Vediamole nello specifico.
- Il primo errore è lessicale: stiamo parlando di legalizzazione e non di liberalizzazione. Sono due cose ben diverse, e spiace informare il procuratore che i mercati della droga (tutti) sono già liberalizzati, visto che i prodotti si possono comprare (certo, illegalmente) su tutto il territorio nazionale a qualsiasi ora del giorno e della notte. Il secondo errore – contenuto sempre nella prima affermazione — è invece ben più grave, perché il procuratore sembra dimenticare che esistono svariate sostanze “legalizzate” che fanno male, in primis alcol e tabacco, che secondo qualsiasi ricerca sul tema sono molto più pericolose per la salute dei cittadini rispetto alla cannabis:
- Spiace ancora che il procuratore utilizzi un artifizio retorico per portare nuovamente alla ribalta una tesi che è stata ampiamente smentita da più fonti, quella della cosiddetta “Gateway Drug theory” o “teoria della droga di passaggio”, che si è dimostrata nel tempo inventata di sana pianta dal Federal Bureau of Narcotics e dal suo fantomatico direttore Harry Jacob Anslinger. Vi rimando per approfondire alla relativa pagina di Wikipedia.
- Sulla relazione tra legalizzazione della cannabis e crimini abbiamo già avuto modo di citare uno studio di Davide Dragone, Giovanni Prarolo, Paolo Vanin e Giulio Zanella dell’Università di Bologna, che si concentra sull’analisi dei dati provenienti da Washington e Oregon, stati che hanno progressivamente legalizzato la cannabis (compresa la cannabis ricreativa) negli ultimi anni.

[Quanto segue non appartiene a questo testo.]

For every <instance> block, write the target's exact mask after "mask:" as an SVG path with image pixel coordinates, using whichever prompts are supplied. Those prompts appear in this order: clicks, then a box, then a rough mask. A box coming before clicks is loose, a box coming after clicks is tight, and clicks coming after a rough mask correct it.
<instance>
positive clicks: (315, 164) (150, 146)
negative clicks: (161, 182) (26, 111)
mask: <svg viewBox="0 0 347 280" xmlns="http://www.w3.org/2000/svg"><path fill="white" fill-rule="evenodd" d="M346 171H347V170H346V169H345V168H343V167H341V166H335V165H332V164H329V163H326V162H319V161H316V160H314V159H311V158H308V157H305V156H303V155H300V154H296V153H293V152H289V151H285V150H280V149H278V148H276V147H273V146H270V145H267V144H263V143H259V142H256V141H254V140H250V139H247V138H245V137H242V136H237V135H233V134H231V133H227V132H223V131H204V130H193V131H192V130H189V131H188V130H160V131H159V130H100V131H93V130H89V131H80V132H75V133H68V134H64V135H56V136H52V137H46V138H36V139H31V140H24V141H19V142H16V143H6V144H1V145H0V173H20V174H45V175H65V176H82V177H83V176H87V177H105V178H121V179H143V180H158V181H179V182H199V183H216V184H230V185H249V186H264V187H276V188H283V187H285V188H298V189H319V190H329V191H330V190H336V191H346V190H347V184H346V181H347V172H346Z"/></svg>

Le conclusioni sono sorprendenti, dato che meccanismi “diversi ma complementari” potrebbero addirittura portare a un calo della criminalità: «In primo luogo, un mercato della cannabis pienamente legalizzato riduce il coinvolgimento delle organizzazioni criminali del traffico di droga. In secondo luogo, permette alla polizia di deviare le risorse verso la prevenzione di crimini non correlati alla cannabis. Un effetto rafforzato se i dispensari di cannabis adottano misure di sicurezza. In terzo luogo, l’uso di cannabis determina una varietà di effetti psicoattivi, che comprendono uno stato di rilassamento ed euforia (Hall et al., 2001; Green et al, 2003), e può quindi ridurre la probabilità di impegnarsi in attività violente. Ciò si ottiene, in particolare, se la cannabis è un sostituto per le sostanze che inducono alla violenza come l’alcol, la cocaina e le anfetamine (DiNardo e Lemieux, 2001; Williams et al., 2004)».
Per ora è tutto, ma mi aspetto nuove sorprese dalla prossima intervista del procuratore, che magari con il tempo e con un’informazione corretta cambierà idea, come ha fatto il dott. Cantone, che dopo qualche perplessità iniziale adesso è favorevole alla legalizzazione della cannabis.